Delete unnecessary past logs and files in the .evscan\quarantine folder.
When quota management is set, raise the limit value.
Logs in the .evscan\log folder are stored for 90 days.
As an antivirus, in the following cases an SNMP Trap will be notified to the Management Server.
A virus is detected
Pattern files that exceed 2 days are not updated.
Scan engine is not up to date
Pattern files/scan engine have been updated
Unable to communicate with antivirus server
Communication recovered with antivirus server
The activation code expiry date is in the next 30 days.
The activation code expiry date has expired.
Notified events can be confirmed on the Web Console antivirus log screen. Logs are stored for 90 days.
See
Refer to "Display Antivirus Information" in the ETERNUS SF Web Console Guide for the procedure to display the Antivirus Log screen.

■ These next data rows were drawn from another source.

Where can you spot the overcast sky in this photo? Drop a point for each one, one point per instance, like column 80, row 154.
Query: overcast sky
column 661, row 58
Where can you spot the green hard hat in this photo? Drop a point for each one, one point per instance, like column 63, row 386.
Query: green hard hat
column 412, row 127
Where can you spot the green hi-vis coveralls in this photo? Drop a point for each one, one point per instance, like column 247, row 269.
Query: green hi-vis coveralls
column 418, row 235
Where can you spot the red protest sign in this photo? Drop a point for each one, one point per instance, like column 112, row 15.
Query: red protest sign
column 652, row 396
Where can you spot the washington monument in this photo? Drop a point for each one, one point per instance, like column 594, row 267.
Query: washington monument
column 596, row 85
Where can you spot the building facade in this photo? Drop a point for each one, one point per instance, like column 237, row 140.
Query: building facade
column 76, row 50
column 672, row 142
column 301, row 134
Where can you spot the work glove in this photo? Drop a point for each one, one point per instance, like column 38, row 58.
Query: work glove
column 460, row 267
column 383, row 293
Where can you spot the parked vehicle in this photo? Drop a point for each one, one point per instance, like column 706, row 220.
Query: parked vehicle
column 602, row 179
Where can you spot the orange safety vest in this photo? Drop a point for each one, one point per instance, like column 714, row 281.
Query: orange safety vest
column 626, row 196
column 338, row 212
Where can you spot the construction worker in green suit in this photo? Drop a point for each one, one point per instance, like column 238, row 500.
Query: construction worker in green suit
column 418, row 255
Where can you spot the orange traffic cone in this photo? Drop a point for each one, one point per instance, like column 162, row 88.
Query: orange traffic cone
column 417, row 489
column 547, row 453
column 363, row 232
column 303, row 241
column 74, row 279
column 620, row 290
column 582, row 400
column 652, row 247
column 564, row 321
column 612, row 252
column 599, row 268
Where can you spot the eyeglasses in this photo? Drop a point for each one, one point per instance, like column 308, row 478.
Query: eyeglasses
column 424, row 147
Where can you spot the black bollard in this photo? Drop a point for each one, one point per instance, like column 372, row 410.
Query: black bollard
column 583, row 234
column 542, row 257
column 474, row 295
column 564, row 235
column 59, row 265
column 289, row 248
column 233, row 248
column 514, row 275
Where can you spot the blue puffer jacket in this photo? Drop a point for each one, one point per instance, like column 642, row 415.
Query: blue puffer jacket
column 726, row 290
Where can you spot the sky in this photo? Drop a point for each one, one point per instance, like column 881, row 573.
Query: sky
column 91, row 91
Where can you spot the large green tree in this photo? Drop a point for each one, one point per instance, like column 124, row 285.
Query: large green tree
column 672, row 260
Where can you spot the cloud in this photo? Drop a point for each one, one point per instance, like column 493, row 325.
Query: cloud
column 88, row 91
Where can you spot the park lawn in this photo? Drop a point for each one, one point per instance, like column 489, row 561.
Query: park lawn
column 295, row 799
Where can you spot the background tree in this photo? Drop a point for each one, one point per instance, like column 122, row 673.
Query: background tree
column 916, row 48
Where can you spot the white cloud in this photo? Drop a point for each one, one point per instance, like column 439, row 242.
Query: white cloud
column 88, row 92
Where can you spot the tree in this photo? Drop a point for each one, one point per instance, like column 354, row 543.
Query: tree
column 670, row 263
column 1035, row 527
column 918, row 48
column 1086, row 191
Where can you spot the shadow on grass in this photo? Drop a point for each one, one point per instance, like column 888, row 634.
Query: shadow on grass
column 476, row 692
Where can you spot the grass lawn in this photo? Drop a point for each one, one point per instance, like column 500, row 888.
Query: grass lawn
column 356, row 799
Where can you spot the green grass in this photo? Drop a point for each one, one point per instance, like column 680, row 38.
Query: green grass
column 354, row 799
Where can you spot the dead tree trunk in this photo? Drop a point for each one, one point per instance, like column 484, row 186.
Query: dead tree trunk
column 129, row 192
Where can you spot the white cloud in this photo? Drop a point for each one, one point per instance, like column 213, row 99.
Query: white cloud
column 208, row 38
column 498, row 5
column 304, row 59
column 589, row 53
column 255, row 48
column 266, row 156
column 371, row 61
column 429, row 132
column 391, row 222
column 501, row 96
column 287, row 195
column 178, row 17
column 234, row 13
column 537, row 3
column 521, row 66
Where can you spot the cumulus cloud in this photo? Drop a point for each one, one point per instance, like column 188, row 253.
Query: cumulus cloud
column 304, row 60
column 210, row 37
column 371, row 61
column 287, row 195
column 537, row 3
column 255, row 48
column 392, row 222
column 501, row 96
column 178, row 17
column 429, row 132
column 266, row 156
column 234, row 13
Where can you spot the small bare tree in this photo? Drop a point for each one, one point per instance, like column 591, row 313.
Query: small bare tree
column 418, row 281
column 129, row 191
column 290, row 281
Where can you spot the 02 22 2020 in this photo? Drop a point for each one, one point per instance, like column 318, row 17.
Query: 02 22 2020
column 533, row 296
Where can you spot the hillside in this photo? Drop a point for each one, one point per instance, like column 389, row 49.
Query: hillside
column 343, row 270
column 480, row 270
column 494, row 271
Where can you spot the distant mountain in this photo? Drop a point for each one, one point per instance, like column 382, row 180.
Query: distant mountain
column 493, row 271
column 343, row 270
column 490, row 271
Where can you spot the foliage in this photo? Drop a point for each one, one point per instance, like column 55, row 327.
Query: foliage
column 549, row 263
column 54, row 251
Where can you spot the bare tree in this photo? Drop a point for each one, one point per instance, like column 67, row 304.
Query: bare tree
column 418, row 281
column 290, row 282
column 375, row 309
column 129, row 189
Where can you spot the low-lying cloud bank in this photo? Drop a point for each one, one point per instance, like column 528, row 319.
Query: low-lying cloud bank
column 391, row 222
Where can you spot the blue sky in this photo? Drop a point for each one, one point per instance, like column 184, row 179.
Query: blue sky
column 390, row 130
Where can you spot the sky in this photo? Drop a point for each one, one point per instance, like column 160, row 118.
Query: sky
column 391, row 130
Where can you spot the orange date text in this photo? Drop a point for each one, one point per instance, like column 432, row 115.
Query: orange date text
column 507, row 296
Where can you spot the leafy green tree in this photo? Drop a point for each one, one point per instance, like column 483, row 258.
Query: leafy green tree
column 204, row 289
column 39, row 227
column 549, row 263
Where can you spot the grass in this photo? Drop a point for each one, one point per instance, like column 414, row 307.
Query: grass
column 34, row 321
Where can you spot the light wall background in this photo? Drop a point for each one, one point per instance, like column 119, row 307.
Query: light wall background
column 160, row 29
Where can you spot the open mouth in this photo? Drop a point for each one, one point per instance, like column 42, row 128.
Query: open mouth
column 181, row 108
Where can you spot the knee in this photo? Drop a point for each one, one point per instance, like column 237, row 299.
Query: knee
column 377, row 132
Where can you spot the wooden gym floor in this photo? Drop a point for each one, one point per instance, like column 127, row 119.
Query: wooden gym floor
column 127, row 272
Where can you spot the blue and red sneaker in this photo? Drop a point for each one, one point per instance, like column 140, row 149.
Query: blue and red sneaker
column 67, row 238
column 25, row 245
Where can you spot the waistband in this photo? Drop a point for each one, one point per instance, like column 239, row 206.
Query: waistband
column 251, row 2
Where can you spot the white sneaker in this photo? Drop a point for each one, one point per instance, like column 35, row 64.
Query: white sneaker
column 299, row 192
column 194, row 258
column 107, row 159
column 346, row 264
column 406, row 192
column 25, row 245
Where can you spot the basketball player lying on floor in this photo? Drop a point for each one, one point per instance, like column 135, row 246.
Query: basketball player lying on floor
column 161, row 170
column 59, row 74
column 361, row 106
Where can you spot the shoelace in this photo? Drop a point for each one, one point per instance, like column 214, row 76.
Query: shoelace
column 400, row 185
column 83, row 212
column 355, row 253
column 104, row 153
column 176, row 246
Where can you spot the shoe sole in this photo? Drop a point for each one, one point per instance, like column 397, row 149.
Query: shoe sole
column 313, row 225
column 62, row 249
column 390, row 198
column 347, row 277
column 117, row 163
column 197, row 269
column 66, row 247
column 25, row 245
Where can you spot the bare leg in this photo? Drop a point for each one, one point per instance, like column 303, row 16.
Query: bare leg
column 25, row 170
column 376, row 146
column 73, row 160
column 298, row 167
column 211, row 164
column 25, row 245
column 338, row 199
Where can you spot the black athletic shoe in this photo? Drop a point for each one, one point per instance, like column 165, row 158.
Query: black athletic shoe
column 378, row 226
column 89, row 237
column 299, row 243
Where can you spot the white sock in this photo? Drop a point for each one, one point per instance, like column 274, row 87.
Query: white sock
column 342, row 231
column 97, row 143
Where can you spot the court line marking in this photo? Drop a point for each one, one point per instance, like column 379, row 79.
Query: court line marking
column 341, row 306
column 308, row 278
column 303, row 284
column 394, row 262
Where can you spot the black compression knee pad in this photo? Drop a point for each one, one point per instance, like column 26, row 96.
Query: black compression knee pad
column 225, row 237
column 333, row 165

The functions of the NAS option of the ETERNUS Disk storage system can be used with the following environments.
Object | Environment |
|---|---|
Platform | Platforms on which the ETERNUS SF Manager can be operated. |
Required licenses (software) |
|
ETERNUS Disk storage system | ETERNUS DX100 S3/DX200 S3/DX500 S3/DX600 S3 |
Required options (hardware) | NAS Option |
Agent | Storage Cruiser's agent is not required. |
Authentication methods (*4) | [When accessing with the CIFS protocol] Active Directory [When accessing with the NFS protocol] LDAP |
Antivirus server | Trend Micro Storage Security for FUJITSU Storage ETERNUS DX S3 series |
*1: Required to construct the NAS file system.
*2: Required to back up the NAS volumes.
*3: Required to register either one.
*4: Required when performing access control using an authentication server for the NAS file system. When no authentication server is configured, all access will be permitted.